I don't know if native rabbits dig. I do know that they make their nests on the ground, I've seen that in my garden. The nest was just on the surface of the soil, with a lot of refuse piled up.
 
Morning @Tom in Kingman,
As a fellow Arizonan I want to weigh in...
Besides the obvious Fish & Game issue I think that colonizing and raising the cottontails would be a whole heck of a lot more work than finding a breeder.
We have lots of meat breeders in Arizona and transport can bring in what's not available locally.
The rabbit breeders state convention is Feb 19th and 20th this year south of Phoenix. I know people from your neck of the woods will be in attendance.

The actual issues of cottontail raising. They average 2 or 3 kits. Domestic rabbits average 7 to 9. Meat rabbits have superb feed to weight ratios, and meat to bone weights that make them good food sources. Wild rabbits much less so. They are bonier and their muscling is lighter as it is fast twitch muscle fibers.
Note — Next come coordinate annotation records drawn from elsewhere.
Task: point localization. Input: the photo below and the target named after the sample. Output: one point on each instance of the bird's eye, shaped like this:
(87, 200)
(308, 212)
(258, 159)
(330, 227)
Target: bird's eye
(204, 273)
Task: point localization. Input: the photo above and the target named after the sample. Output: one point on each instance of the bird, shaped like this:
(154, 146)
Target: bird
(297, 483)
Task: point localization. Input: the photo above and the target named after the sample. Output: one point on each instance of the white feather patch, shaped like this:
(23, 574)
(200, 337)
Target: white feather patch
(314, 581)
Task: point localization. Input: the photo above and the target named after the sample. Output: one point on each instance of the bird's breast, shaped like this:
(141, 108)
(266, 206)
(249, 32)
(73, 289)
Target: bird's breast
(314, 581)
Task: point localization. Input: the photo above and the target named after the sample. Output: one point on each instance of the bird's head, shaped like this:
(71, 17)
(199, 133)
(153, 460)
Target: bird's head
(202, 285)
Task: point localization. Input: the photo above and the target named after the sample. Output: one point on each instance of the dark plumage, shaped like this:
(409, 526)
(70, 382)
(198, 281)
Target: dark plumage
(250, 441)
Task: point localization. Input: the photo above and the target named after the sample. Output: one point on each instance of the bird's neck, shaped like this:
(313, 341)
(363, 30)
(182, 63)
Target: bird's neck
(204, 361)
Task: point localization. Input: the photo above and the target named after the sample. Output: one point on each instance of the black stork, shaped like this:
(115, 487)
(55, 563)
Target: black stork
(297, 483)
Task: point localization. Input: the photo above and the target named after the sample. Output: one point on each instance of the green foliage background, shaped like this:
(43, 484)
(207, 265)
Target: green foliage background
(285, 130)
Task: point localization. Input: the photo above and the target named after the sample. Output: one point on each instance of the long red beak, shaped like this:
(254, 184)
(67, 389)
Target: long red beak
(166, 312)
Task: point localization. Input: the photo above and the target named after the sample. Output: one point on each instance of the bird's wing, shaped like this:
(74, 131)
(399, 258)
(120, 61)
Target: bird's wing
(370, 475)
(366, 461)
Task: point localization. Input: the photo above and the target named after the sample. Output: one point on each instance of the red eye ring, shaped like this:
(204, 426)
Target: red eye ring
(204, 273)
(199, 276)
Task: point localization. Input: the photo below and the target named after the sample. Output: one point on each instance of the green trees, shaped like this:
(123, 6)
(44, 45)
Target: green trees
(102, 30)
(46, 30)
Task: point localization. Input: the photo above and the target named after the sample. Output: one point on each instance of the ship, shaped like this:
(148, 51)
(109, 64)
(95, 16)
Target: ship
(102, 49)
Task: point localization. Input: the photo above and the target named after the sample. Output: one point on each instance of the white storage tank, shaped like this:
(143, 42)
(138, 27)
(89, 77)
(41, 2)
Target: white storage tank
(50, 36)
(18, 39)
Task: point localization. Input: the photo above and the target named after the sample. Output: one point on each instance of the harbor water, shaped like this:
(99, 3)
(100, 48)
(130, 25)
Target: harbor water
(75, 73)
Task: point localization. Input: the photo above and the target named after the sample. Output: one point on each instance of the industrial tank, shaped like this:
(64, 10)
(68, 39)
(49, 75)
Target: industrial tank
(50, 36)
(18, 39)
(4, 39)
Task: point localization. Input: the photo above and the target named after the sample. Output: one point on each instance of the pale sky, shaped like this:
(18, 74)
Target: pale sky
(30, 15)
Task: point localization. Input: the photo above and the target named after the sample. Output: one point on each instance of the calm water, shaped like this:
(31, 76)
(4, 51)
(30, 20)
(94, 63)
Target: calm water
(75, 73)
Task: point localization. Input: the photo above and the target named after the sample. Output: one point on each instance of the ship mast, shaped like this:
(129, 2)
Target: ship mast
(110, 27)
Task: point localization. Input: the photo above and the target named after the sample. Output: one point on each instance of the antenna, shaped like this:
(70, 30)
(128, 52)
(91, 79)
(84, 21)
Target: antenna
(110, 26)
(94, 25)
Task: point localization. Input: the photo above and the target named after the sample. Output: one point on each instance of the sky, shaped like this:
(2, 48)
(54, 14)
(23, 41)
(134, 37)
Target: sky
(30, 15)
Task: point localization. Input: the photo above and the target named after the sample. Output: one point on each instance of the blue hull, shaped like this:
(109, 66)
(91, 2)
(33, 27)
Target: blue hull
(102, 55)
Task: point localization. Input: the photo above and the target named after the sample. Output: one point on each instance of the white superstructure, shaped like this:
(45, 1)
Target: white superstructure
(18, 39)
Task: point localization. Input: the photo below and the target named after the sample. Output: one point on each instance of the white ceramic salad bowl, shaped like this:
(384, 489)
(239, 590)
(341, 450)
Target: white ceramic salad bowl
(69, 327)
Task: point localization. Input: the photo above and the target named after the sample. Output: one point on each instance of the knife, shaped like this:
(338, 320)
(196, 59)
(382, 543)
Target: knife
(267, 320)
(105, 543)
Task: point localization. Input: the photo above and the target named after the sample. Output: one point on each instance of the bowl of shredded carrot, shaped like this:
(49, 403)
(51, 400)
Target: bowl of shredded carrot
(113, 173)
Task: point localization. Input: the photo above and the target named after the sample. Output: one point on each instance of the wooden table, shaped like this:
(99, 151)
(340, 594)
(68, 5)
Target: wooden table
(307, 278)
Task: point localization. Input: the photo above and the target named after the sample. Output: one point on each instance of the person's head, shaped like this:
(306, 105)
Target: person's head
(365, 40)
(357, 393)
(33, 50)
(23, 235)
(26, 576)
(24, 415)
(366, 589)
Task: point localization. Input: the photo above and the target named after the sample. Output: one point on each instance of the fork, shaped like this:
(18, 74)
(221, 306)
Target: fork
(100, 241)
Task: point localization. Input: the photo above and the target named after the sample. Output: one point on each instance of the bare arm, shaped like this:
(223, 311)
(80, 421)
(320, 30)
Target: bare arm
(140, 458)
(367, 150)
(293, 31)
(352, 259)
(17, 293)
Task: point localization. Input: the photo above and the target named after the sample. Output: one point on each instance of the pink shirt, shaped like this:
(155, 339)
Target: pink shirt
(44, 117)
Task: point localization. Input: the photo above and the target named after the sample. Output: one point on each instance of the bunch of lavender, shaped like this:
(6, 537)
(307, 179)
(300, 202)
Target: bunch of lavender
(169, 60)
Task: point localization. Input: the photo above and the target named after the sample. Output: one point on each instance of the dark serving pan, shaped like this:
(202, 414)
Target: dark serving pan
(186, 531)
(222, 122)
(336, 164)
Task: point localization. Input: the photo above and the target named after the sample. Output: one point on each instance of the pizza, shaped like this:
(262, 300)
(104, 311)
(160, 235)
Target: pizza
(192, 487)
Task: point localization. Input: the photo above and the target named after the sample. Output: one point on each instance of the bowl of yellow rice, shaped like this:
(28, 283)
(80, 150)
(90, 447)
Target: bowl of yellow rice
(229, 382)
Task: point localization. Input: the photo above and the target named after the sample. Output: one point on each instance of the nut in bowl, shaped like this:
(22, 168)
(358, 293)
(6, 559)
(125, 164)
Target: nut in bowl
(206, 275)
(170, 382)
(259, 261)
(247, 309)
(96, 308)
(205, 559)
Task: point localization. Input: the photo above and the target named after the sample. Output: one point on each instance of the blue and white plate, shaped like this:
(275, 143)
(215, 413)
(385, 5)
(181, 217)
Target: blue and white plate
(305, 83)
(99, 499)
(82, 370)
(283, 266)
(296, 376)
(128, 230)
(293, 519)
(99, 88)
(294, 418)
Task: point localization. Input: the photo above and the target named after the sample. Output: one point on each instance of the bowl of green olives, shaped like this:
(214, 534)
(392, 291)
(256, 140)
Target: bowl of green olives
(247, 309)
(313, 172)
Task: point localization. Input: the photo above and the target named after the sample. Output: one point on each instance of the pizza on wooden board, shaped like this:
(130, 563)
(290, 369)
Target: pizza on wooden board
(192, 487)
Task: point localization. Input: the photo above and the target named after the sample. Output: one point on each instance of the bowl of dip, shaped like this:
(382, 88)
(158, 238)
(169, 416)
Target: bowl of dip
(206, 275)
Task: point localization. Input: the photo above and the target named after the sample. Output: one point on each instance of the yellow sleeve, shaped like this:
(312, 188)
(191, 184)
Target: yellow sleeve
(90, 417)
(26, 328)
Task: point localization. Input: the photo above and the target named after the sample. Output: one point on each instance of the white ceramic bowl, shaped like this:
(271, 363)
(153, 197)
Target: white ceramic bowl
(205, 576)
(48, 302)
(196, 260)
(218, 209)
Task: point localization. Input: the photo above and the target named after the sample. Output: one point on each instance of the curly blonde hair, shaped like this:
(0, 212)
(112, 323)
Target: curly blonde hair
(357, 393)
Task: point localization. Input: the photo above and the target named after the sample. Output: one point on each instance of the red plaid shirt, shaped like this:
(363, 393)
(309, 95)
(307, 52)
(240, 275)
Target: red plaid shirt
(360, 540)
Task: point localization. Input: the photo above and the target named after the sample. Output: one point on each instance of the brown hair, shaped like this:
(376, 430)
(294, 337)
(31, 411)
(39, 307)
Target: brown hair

Think a white tailed deer to beef cow comparison.
But in a completely hypothetical situation it would be an interesting experiment, but not one that I think would gather any real food sources results.
 
There is a disease going around (RHDV2) that can kill wild and domestic rabbits. Not sure how much it is affecting the wild population there right now, just something to be aware of.
 
Cottontails do not take kindly to being caged, even the babies. They do very poorly in captivity and are easily stressed. Don't do it.
 
I will advise my neighbor that I appreciate his advice but I have decided to take a different route. Thank you all for your imput.